IndieFile: How much extra footage did you take? And will any of that make it onto the DVD or another release sometime?
González-Rubio: There are a couple of great scenes that didn't make the film in my final cut, but will be available on the DVD. In them you can see the electricity between the camera, the natural elements and the characters. One of the scenes starts with a full shot of a hermit crab’s shell. At the beginning, we just listen to the movement of a small eolic turbine, the body is motionless, and, after several seconds, the shell is lifted up by the fragile body of this beautiful hermit crab. What happens next is a ballet between nature and the protagonists of the film. This I am very excited to share it on the DVD.
IndieFile: You also did the making-of featurette for Babel. As a filmmaker, what you think of going behind-the-scenes of a narrative film and also what you bring to something like that as a documentarian?
González-Rubio: Babel was a big school for me. I was very close in the process of the director and every choice he had to make regarding the creative issues of the film. I was invited to do the making-of in Babel because of my personal documentary approach with my camera and the characters that I am photographing. I like them to feel comfortable with the presence of a lens aiming at them. Then for Alamar, I think I was able to try some mise en scene that fiction requires but maintaining the freshness of the spontaneity in doc genre.
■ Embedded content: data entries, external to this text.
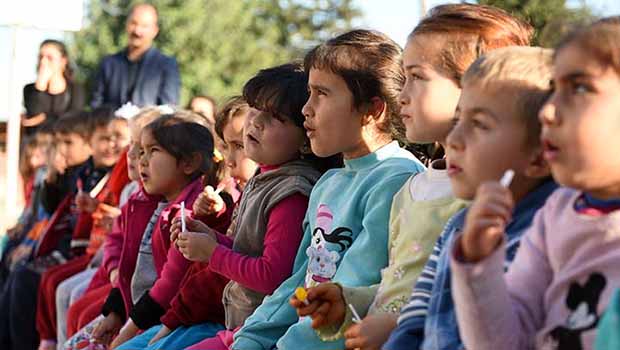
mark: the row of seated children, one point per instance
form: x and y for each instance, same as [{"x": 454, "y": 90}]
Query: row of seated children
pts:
[
  {"x": 87, "y": 146},
  {"x": 381, "y": 235}
]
IndieFile: Alamar’s creation seems to be unique. Do you hope to keep making films such as this, that are part narrative, part documentary? What other genres could you envision?
González-Rubio: I want to maintain my own personal exploration of the film language, but that doesn’t mean I will have a specific categorization for my films. I am guided by intuition rather than by formulas or preconceived styles. I film from my heart.
IndieFile: How did you meet Jorge and Natan? Is their real-life story anything like the movie?
González-Rubio: Even though it feels like Jorge comes from the area where the film is shot, it’s not true. He comes from a village in Chiapas and was working as a tour guide in the touristic spot of Tulum when I met him. They are not portraying a character as an actor would do, they are portraying themselves but the film gives them the opportunity to live a different situation from their daily lives.
IndieFile: Would you ever like to revisit this film and give a behind-the-scenes look at it?
González-Rubio: I think I’d like to do something else with different people. If you look at my first feature length (documentary Toro Negro, unreleased in the United States), it is very different from Alamar. I like to step away and discover something new for me. Kind of like children do, otherwise I would get bored very rapidly and would just be a cheap copy of my own self.